COUR ADMINISTRATIVE D'APPEL DE LYON — Décision N° CAA69-23LY01408

vendredi 10 janvier 2025

JuridictionCOUR ADMINISTRATIVE D'APPEL DE LYON
SectionCOUR ADMINISTRATIVE D'APPEL DE LYON
N° DossierCAA69-23LY01408
TypeOrdonnance
Recoursexcès de pouvoir
PublicationD
FormationJuge des référés
Avocat requérantCABINET D'AVOCATS ARMAND ET WILFRIED SAMBA-SAMBELIGUE

Texte intégral

Vu la procédure suivante :

Procédure contentieuse antérieure :

Mme B C a demandé au tribunal administratif de Grenoble d'annuler les décisions du 6 juillet 2022 par lesquelles le préfet de l'Isère lui a refusé la délivrance d'un titre de séjour, fait obligation de quitter le territoire français dans un délai de trente jours et fixé un pays de destination.

Par un jugement n° 2207482 du 17 mars 2023, le tribunal administratif de Grenoble a rejeté sa demande.
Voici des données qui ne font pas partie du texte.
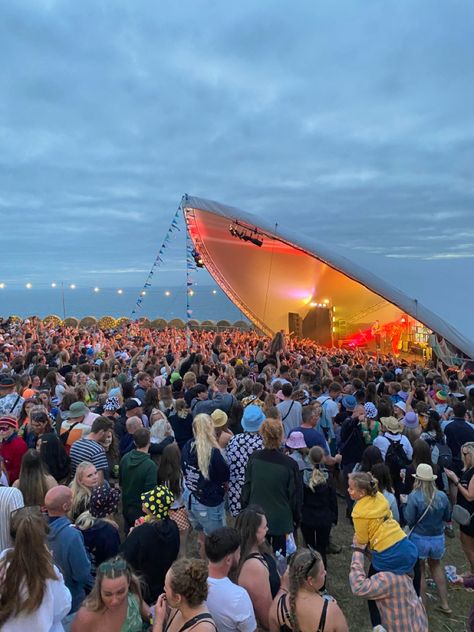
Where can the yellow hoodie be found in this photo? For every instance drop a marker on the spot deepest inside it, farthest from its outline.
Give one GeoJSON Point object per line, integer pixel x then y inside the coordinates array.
{"type": "Point", "coordinates": [374, 524]}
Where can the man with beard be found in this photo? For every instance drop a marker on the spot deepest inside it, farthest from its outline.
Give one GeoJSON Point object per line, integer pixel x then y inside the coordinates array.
{"type": "Point", "coordinates": [228, 603]}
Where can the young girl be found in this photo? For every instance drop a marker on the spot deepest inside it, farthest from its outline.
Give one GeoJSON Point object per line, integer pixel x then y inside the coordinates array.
{"type": "Point", "coordinates": [375, 526]}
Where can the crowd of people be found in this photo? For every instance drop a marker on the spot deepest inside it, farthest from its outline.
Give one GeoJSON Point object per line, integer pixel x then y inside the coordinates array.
{"type": "Point", "coordinates": [186, 480]}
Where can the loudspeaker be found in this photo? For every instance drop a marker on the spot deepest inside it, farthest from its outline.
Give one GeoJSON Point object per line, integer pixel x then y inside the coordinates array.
{"type": "Point", "coordinates": [295, 324]}
{"type": "Point", "coordinates": [317, 325]}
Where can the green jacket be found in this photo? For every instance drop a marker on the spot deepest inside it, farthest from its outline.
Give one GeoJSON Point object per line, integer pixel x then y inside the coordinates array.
{"type": "Point", "coordinates": [138, 474]}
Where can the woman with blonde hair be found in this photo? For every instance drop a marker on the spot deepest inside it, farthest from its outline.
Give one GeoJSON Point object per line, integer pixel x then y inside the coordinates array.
{"type": "Point", "coordinates": [115, 602]}
{"type": "Point", "coordinates": [84, 481]}
{"type": "Point", "coordinates": [465, 500]}
{"type": "Point", "coordinates": [32, 590]}
{"type": "Point", "coordinates": [34, 481]}
{"type": "Point", "coordinates": [299, 608]}
{"type": "Point", "coordinates": [273, 481]}
{"type": "Point", "coordinates": [206, 474]}
{"type": "Point", "coordinates": [426, 511]}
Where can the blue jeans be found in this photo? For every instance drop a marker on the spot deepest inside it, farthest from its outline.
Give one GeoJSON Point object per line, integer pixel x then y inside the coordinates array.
{"type": "Point", "coordinates": [203, 518]}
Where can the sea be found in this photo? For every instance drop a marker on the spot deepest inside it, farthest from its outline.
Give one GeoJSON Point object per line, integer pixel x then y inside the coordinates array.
{"type": "Point", "coordinates": [206, 303]}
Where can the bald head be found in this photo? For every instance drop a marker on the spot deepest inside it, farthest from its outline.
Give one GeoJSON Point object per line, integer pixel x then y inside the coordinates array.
{"type": "Point", "coordinates": [133, 424]}
{"type": "Point", "coordinates": [58, 501]}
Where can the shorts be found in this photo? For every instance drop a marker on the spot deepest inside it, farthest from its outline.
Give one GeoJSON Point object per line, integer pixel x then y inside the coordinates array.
{"type": "Point", "coordinates": [203, 518]}
{"type": "Point", "coordinates": [430, 547]}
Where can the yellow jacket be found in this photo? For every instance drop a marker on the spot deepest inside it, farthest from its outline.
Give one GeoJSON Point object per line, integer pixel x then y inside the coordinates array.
{"type": "Point", "coordinates": [374, 524]}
Procédure devant la cour :

Par une requête enregistrée le 21 avril 2023, Mme C, représentée par Me Samba Sambeligue, demande à la cour :

1°) de l'admettre au bénéfice de l'aide juridictionnelle provisoire ;

2°) d'annuler le jugement du tribunal administratif de Grenoble du 17 mars 2023 ;

3°) d'annuler les décisions du préfet de l'Isère portant refus de délivrance de son titre de séjour, obligation de quitter le territoire français et fixation du pays de destination ;

4°) d'enjoindre au préfet de l'Isère de réexaminer sa situation et dans l'attente de lui délivrer une autorisation provisoire de séjour ;

5°) de mettre à la charge de l'Etat la somme de 1 000 euros à verser à son conseil au titre des dispositions de l'article L. 761-1 du Code de justice administrative.

Elle soutient que :

s'agissant de la décision portant refus de titre de séjour :

- le préfet n'a pas suffisamment motivé sa décision en ne mentionnant pas les difficultés administratives, liées au décès de son époux, auxquelles elle fait face ;

- ce refus méconnaît les stipulations du 5) de l'article 6 de l'accord franco-algérien du 27 décembre 1968 ;

- il est entaché d'erreur manifeste d'appréciation ;

s'agissant de la décision portant obligation de quitter le territoire français :

- elle est illégale du fait de l'illégalité de la décision portant refus de titre de séjour ;

- elle méconnaît les stipulations de l'article 8 de la convention européenne de sauvegarde des droits de l'homme et des libertés fondamentales puisque Mme C est parfaitement intégrée à la vie sociale et associative ;

s'agissant de la décision fixant le pays de destination :

- elle est illégale du fait de l'illégalité des décisions portant refus de titre de séjour et obligation de quitter le territoire français.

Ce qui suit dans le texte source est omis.